In 1954, tijdens het vieren van Pasen, vond er in Almelo een levendige Paasmarkt plaats ondanks de ongunstige weersomstandigheden. De markt, beschreven als een bruisende verzamelplaats van lokale activiteit, bleek een onweerstaanbare trekpleister te zijn voor de inwoners van Almelo.
Ondanks de weerbarstige regen en wind die over de stad heersten, liet het Almelose publiek zich niet ontmoedigen om de Paasmarkt te bezoeken. Onder duizenden vierkante meters aan tentzeil speurden enthousiaste bezoekers naar koopjes en lekkernijen die de Paasdagen compleet konden maken.
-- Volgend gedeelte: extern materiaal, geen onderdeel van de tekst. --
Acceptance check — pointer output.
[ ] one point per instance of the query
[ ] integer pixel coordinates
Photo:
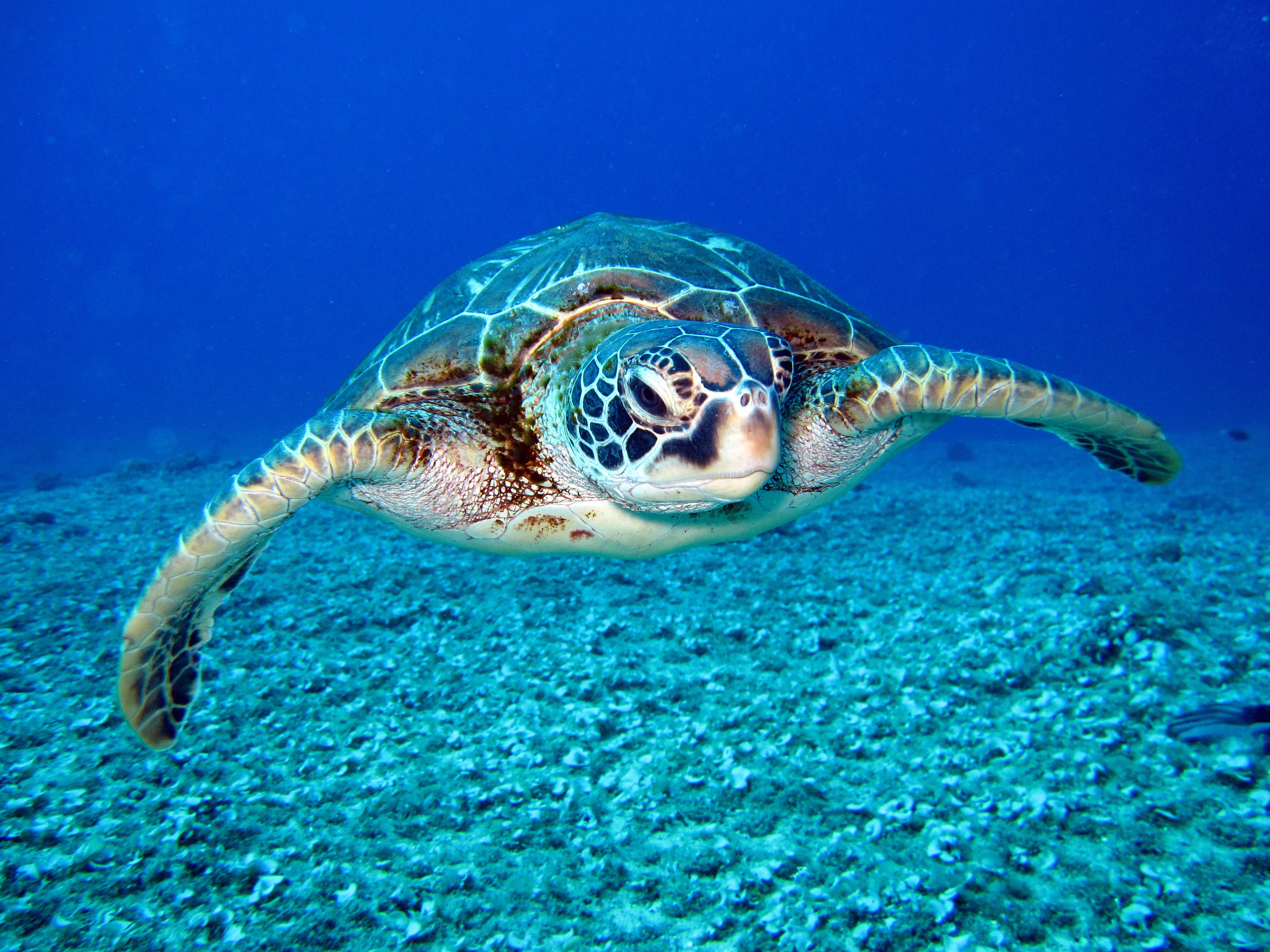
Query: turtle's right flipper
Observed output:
(163, 638)
(912, 380)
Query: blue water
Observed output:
(213, 211)
(933, 716)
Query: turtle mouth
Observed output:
(715, 489)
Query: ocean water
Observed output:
(931, 716)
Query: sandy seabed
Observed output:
(929, 717)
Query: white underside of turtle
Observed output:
(611, 388)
Opmerkelijk was de grote interesse in 'Paasvis' op de markt. Verkopers van viskraampjes waren getuige van een overweldigende vraag naar visproducten. Huismoeders kochten in grote aantallen vis, verpakt in kranten, voor de komende feestdagen. Het 'glibberige waterbanket' vond gretig aftrek onder de bezoekers.
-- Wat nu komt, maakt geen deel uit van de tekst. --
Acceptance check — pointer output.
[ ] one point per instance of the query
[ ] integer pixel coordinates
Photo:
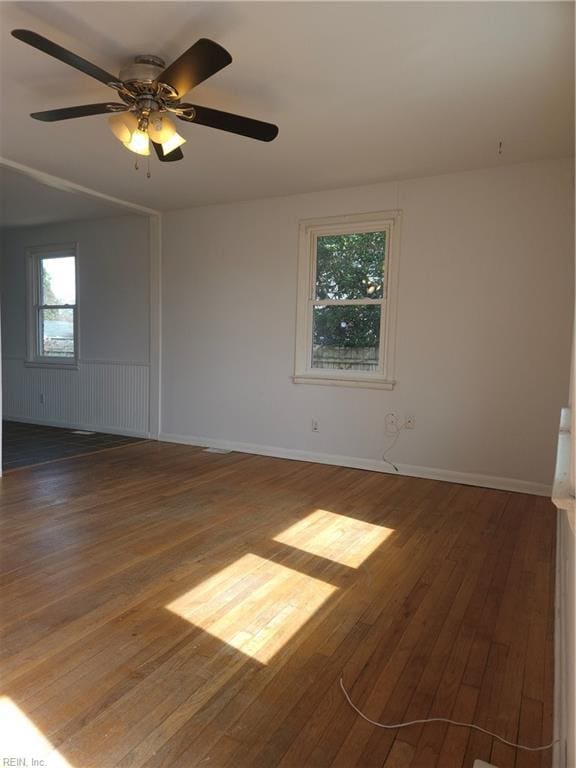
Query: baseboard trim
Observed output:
(430, 473)
(110, 430)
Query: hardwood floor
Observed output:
(166, 607)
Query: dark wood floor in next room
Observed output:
(24, 445)
(166, 607)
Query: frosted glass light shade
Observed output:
(160, 128)
(123, 125)
(139, 143)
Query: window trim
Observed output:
(309, 231)
(33, 256)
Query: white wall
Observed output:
(483, 330)
(109, 391)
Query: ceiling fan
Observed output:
(150, 92)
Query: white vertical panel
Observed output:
(97, 395)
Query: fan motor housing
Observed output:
(144, 69)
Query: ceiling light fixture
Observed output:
(136, 131)
(139, 143)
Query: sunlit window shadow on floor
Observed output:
(346, 540)
(20, 740)
(253, 605)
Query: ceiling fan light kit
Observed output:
(150, 92)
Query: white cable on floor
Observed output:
(443, 720)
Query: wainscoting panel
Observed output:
(106, 396)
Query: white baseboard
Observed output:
(431, 473)
(70, 425)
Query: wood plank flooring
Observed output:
(164, 607)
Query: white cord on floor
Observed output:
(443, 720)
(396, 434)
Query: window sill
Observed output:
(341, 381)
(71, 366)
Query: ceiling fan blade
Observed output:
(225, 121)
(176, 154)
(52, 115)
(197, 64)
(52, 49)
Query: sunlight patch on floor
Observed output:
(254, 605)
(346, 540)
(20, 740)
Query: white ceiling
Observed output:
(362, 92)
(26, 202)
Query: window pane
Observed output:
(346, 338)
(350, 266)
(58, 280)
(57, 332)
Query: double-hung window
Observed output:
(53, 310)
(347, 286)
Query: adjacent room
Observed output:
(287, 312)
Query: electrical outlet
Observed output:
(391, 423)
(410, 421)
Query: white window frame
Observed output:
(34, 256)
(310, 230)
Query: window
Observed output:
(346, 300)
(53, 320)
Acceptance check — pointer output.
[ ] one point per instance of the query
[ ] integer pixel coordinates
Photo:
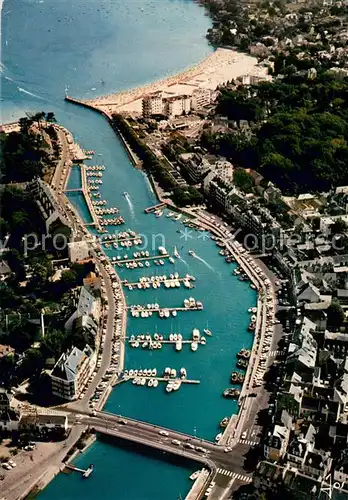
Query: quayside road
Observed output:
(212, 455)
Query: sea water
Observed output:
(49, 48)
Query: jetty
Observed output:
(85, 472)
(158, 280)
(138, 259)
(159, 206)
(170, 309)
(159, 379)
(119, 239)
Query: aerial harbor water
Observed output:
(109, 46)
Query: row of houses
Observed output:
(30, 420)
(159, 103)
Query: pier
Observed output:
(170, 309)
(159, 280)
(149, 210)
(85, 472)
(138, 259)
(117, 239)
(74, 190)
(159, 379)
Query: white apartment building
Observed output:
(71, 373)
(176, 105)
(200, 98)
(152, 104)
(78, 251)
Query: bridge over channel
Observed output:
(213, 456)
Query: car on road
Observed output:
(163, 433)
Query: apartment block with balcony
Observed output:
(152, 104)
(71, 373)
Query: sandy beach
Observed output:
(219, 67)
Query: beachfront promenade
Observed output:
(214, 456)
(218, 68)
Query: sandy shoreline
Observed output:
(216, 69)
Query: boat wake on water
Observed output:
(20, 89)
(184, 261)
(130, 204)
(204, 262)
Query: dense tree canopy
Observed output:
(298, 136)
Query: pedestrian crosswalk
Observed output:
(274, 354)
(234, 475)
(246, 441)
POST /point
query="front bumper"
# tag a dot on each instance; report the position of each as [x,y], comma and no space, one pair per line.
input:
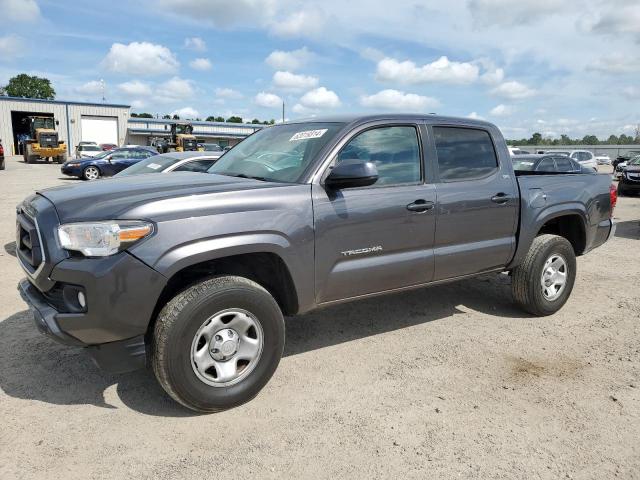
[121,293]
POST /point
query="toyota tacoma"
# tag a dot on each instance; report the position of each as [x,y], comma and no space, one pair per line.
[192,273]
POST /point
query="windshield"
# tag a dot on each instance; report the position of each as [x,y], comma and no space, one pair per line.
[279,154]
[154,164]
[634,161]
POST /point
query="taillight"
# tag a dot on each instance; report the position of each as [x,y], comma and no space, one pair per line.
[613,196]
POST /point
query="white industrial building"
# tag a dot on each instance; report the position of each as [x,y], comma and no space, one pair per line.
[103,123]
[75,121]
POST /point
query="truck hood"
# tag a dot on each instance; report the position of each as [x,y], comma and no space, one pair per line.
[114,198]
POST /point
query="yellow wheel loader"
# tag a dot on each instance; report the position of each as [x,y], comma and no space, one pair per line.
[43,141]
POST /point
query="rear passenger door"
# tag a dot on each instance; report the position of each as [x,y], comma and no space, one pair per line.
[478,201]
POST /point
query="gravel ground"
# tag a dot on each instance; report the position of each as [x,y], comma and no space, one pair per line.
[452,381]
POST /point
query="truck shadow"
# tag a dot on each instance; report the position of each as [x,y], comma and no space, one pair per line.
[34,367]
[629,229]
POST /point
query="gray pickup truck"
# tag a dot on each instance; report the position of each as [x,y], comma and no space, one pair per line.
[191,273]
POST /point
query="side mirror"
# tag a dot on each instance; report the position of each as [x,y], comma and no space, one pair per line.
[352,173]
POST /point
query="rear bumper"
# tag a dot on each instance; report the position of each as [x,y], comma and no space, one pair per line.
[114,357]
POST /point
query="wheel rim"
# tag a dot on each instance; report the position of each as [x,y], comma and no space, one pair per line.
[91,173]
[227,347]
[554,277]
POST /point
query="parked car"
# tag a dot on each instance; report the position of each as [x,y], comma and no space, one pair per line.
[87,151]
[625,157]
[619,168]
[106,164]
[197,271]
[173,162]
[630,179]
[211,147]
[547,164]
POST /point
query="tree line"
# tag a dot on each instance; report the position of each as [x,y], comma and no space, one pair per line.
[538,139]
[210,118]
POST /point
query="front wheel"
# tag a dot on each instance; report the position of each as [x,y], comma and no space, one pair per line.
[91,173]
[542,283]
[216,344]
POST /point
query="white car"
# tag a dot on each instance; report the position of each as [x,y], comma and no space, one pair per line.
[86,151]
[583,157]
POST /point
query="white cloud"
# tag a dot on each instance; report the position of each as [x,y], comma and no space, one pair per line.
[267,100]
[228,93]
[294,82]
[195,43]
[202,64]
[222,13]
[140,58]
[11,46]
[508,13]
[320,98]
[632,93]
[442,70]
[135,88]
[616,63]
[619,19]
[396,100]
[93,87]
[303,23]
[292,60]
[513,90]
[19,11]
[188,113]
[502,110]
[175,89]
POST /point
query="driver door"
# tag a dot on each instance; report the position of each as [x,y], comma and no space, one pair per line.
[374,239]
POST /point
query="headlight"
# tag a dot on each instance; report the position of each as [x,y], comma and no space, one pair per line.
[100,239]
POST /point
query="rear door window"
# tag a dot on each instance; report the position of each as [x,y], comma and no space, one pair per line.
[464,153]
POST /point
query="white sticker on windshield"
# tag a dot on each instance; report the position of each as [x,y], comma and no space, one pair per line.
[308,134]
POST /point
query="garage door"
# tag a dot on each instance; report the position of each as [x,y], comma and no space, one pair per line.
[99,129]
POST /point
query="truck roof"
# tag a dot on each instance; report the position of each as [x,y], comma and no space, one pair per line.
[354,118]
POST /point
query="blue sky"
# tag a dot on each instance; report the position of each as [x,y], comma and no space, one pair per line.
[552,66]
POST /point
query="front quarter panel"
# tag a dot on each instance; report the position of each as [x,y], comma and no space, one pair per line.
[199,228]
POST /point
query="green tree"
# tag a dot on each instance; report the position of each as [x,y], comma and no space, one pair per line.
[28,86]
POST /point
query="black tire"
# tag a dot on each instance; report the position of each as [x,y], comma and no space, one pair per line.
[527,277]
[180,320]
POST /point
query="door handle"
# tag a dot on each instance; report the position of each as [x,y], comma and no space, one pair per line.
[420,206]
[500,198]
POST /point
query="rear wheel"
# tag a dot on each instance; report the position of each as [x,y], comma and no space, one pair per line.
[216,344]
[91,173]
[542,283]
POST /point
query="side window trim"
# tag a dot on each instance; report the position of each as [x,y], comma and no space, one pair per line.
[436,165]
[359,131]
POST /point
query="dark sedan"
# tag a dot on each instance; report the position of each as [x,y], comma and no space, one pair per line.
[529,164]
[106,164]
[630,178]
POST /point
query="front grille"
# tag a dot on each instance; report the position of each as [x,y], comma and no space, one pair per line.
[28,247]
[48,140]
De levendige sfeer van de markt werd versterkt door vrolijke muziek die door luidsprekers schalde. Te midden van alle bedrijvigheid werd zelfs een opmerkelijke gebeurtenis omgeroepen: een klein jongetje had een gulden verloren. De eerlijke vinder werd vriendelijk verzocht het bankbiljet naar het Waaggebouw te brengen, een gebaar dat de saamhorigheid van de marktdag benadrukte.
De Paasmarkt, die aanzienlijk groter was dan de gebruikelijke marktdagen, kenmerkte zich door een levendige activiteit en opstoppingen langs de marktkramen. De schrijver van het verslag prees de inwoners van Almelo om hun hartelijke aard en goede humeur op deze speciale marktdag, waar traditie en gemeenschap samensmolten.